A menina tinha o rosto pálido por não pegar sol há muito tempo. Usava óculos de aro grosso e fundo espesso e carregava um gato nos braços. Andava ao lado da parede como se fosse uma ladra. Seus olhos caíram na placa de “banho e tosa” na frente da pet shop, mas não notou a presença dele.
Dois meninos com olheiras pareciam ter acabado de sair do cibercafé depois de uma noite inteira. Com o cabelo despenteado, imploravam aos avós pelo celular para que avisassem os colegas para ajudá-los com a chamada da professora. Depois de terminarem a ligação, discutiram onde tomar café da manhã e depois voltaram para o dormitório para dormir um pouco.
Os dois não prestaram atenção em Zhang Zian, mas sim no macaquinho na mala, e cada um fez uma careta para provocar o animal ao passar.
“Durmam cedo hoje e venham trabalhar amanhã.”
Zhang Zian disse sem pensar muito.
Os dois meninos se olharam com expressões confusas e se sentiram profundamente repreendidos; será que este homem estava louco? Decidiram ignorá-lo e ir embora.
‘Sim, eu também tenho que trabalhar amanhã. Depois de tanto descanso, não posso ficar parado comendo, senão a pet shop da minha família será confiscada.’
Ele deu mais alguns passos e continuou a andar. No começo foi um pouco rígido, como se fosse uma máquina sem óleo lubrificante, mas seu movimento gradualmente ficou mais suave.
Os elfos ficaram muito satisfeitos com sua escolha, mas não tão felizes quanto esperavam.
O ponto de ônibus estava vazio, e ele não se importou se o assento estava limpo ou não. Sentou-se com os cotovelos nos joelhos e olhou para os pés.
O ônibus chegou, parou, abriu, fechou e partiu.
Ele não entrou. Parecia estar esperando alguém.

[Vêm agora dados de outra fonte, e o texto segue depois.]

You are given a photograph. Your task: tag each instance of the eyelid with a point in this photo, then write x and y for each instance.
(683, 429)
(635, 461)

De repente, tudo ao seu redor congelou, como se um botão de pausa tivesse sido pressionado.
Tal fenômeno estranho não disparou nenhum alarme diante de seus olhos calmos.
Uma roupa chinesa extravagante oscilou e apareceu na beirada de seu campo de visão, depois parou abruptamente.
Então ele ouviu a voz de Zhuang Xiaodie ao seu redor.
“Você fez tudo isso só para dizer ‘Adeus’?”